In this regard, I know of no judicial decision that has dealt with such a requirement, and the question in my view, as it will be with respect to my remarks concerning other aspects of the resolution, is whether the requirement is reasonable. From my perspective, since the requirement does not diminish the privilege of using a recording device at a meeting, but rather appears to be intended to enable those in attendance to know that their comments will be recorded, it represents a valid exercise of authority by the Board of Trustees.
Nevertheless, other requirements imposed by the resolution are, in my view, beyond the scope of that authority. One such provision states that:
"Any recording device, once activated, should remain activated at least until such time as all discussion concerning a particular agenda item is complete, so as to capture the full discussion thereof..."
In my opinion, the provision quoted above is unenforceable and, therefore, unreasonable. If the cassette used by a person in attendance runs out and he or she has no other cassette, that person simply cannot tape the entirety of a discussion. The same would be so if a battery runs out and a recorder can no longer be used. Further, while members of the public the right to attend meetings of public bodies, I do not believe that public bodies have the right to require that those in attendance remain at the meeting for the entirety of a discussion of an agenda item or a meeting.

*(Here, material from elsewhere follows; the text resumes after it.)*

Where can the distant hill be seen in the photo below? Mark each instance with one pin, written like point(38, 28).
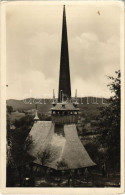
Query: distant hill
point(45, 105)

The other provision of questionable validity states that:
"No more than two recording devices may be in operation at any one time, and any person undertaking to record a meeting, or a portion thereof, shall be deemed to have consented to make the recording, or a copy thereof available to any other person, including the Board, upon request, at the requesting person's sole cost and expense..."
Other aspects of the resolution deal with the placement of recording devices and requirements that they be used in a manner that is neither distracting nor obtrusive. That being so, I question whether a limitation on the number of recording devices permitted can be valid. If people place the devices under their seats or on their laps, it is unlikely that the devices would be distracting or obtrusive, and the number of devices used inconspicuously should in my opinion be unlimited.
Perhaps more importantly, if a member of the public records a meeting, I believe that the tape is the property of that individual. I cannot envision how the Village could enforce the requirement that an individual who tape records a meeting provide a copy "to any other person." Moreover, while the Village and other municipalities are required by law to maintain records for certain periods of time (see Arts and Cultural Affairs Law, Article 57-A), a member of the public could erase, reuse or destroy a tape that he or she owns at any time. I hope that I have been of some assistance.